From the Introduction: This book appears during the quincentennial of the death of Donato Bramante (1444-1514), who was recognized in his own time and still today for recovering the principles of Classical architecture that define the Renaissance. With only slight exaggeration it could be said that Bramante changed the history of western art, influencing everything that came after and informing our vision of antiquity itself. By common consent, the first fully articulated expression of his achievement is found in the Tempietto, the memorial chapel honoring Saint Peter on the site of his martyrdom in Rome. When Bramante built the Tempietto at the beginning of the sixteenth century, he was a master artist with an impressive record of achievement in Milan where he served the duke as architect and engineer. In Rome he generated projects both subtle in concept and prodigious in scale for that most ambitious Renaissance Maecenas, Pope Julius II, and in prime position New Saint Peter’s basilica, enduring symbol of the papacy and of the Roman Church. Saint Peter’s, like the other projects Bramante initiated for the pope, was completed long after his death by those who defined his legacy for the later sixteenth century and after. The Tempietto is among the few surviving works that Bramante conceived during his first years in the Eternal City and saw through to completion.

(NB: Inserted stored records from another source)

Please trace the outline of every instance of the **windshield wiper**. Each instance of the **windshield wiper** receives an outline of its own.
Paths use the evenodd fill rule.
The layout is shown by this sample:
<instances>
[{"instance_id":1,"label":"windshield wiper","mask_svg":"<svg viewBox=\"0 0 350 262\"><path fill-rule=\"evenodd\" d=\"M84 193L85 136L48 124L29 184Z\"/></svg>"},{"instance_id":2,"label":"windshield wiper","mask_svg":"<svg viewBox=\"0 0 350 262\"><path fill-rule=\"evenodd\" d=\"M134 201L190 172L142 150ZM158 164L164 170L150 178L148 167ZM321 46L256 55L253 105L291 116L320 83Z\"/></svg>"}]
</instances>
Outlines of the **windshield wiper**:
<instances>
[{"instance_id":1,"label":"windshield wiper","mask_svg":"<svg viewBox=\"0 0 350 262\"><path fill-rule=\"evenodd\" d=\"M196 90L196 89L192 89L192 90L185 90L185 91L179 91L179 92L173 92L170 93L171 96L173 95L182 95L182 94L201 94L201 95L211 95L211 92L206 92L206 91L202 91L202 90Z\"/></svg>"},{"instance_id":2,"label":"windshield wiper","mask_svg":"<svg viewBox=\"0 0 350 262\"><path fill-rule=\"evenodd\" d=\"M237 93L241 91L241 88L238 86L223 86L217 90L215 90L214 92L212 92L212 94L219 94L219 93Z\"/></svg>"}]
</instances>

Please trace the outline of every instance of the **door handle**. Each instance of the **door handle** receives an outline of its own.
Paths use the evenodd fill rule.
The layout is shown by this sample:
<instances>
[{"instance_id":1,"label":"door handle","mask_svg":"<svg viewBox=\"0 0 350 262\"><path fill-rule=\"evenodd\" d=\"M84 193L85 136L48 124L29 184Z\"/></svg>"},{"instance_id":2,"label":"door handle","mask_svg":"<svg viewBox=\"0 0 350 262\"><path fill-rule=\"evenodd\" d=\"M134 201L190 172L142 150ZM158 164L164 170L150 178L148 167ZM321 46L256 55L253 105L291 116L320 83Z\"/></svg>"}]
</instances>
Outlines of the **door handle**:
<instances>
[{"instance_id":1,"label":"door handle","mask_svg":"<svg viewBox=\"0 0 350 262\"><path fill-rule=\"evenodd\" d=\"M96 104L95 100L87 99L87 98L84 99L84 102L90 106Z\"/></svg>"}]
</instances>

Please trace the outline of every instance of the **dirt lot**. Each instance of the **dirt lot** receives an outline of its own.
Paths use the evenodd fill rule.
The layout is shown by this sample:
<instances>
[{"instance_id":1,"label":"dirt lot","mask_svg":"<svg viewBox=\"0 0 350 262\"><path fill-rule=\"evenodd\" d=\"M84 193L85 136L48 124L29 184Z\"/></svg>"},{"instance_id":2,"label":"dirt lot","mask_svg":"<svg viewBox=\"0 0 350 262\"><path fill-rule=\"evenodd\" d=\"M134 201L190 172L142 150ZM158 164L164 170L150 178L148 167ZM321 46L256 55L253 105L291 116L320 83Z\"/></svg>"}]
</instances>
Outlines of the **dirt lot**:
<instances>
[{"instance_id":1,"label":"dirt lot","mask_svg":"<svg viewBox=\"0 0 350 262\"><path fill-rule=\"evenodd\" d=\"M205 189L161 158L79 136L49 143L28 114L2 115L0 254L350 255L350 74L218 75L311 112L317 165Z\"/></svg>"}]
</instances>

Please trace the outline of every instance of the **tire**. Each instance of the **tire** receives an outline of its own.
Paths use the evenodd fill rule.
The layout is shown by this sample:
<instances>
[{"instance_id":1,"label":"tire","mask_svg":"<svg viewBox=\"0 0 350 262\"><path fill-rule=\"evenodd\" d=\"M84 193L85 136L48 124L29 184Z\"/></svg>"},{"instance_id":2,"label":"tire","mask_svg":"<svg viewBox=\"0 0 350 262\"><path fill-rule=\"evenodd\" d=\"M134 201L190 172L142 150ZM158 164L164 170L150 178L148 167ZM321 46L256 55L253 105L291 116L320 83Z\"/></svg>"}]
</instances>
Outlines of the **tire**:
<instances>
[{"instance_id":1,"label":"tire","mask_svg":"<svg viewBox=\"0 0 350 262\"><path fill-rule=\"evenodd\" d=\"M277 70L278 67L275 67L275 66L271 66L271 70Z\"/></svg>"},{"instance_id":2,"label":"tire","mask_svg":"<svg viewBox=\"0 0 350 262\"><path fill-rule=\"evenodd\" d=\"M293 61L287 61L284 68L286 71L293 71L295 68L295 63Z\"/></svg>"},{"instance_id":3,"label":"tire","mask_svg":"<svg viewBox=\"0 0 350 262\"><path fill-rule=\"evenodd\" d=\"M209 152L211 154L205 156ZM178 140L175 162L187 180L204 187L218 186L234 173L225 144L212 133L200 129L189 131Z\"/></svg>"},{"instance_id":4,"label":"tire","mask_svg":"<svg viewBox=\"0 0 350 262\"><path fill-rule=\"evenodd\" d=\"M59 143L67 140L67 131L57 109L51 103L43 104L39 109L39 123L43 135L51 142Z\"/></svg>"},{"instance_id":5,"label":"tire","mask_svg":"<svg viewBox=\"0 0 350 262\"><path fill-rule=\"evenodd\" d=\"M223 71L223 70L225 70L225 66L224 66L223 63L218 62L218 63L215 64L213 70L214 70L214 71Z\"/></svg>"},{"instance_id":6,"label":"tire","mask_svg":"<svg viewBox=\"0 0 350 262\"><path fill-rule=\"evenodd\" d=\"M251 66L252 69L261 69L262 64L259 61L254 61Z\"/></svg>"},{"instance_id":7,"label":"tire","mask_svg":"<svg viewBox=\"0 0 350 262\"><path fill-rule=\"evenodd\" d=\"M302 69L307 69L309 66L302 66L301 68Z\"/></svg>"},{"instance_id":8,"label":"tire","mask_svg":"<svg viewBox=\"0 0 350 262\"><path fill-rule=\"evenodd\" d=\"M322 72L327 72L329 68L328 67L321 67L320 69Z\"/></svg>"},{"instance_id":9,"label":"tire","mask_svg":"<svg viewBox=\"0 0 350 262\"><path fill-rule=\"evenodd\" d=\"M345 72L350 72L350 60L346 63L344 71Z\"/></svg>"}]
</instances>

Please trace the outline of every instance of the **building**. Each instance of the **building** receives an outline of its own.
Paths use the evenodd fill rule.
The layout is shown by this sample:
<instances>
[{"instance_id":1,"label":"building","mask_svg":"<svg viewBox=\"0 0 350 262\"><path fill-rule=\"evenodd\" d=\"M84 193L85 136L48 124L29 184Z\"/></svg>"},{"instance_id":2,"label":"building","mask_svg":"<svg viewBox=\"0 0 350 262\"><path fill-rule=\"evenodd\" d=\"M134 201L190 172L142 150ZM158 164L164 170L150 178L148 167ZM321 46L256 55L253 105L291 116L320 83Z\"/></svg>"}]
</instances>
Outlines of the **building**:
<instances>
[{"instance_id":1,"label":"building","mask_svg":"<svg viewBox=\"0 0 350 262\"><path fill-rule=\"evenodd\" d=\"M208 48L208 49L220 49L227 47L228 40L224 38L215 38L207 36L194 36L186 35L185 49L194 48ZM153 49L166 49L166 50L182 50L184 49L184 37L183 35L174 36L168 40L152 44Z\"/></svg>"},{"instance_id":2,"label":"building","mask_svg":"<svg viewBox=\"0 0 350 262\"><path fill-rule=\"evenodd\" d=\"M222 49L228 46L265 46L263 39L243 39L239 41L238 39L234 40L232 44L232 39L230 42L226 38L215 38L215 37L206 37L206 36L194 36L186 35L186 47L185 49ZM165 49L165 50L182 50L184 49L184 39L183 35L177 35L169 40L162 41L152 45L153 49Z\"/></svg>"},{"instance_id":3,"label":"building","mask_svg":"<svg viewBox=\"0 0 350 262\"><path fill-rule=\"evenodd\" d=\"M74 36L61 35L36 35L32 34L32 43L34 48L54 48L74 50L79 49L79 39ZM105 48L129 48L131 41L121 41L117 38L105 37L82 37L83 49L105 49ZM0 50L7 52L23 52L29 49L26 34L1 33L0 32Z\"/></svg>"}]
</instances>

The Tempietto is also one of those special monuments in the history of art that exerts an immediate and lasting impression on all who come into its presence, nestled in the first cloister of the Franciscan monastery of San Pietro in Montorio located high on the Janiculum hill overlooking the city (Plates I-IV). Bramante’s artistic heirs, Sebastiano Serlio, Giorgio Vasari, and Andrea Palladio, famously praised the Tempietto, but a well-informed visitor in the 1540s best expressed its compelling presence, remarking on its centralized plan, construction material, columnar system, and degree of refinement both outside and within, ending “it is truly a joy,” et veramente una gioia. And so it was for me during an extended period of residence in Rome, at times with students alongside, when I enjoyed the privilege of sustained exposure to this pivotal monument in the Western architectural tradition. The first time I entered the crypt of the Tempietto and made out the names of Ferdinand and Isabel, Catholic King and Queen, inscribed on the 1502 foundation stone, I suspected that the relationship of those illustrious monarchs to this most lauded Renaissance building held rich possibilities for defining the historical underpinnings of Bramante’s architecture.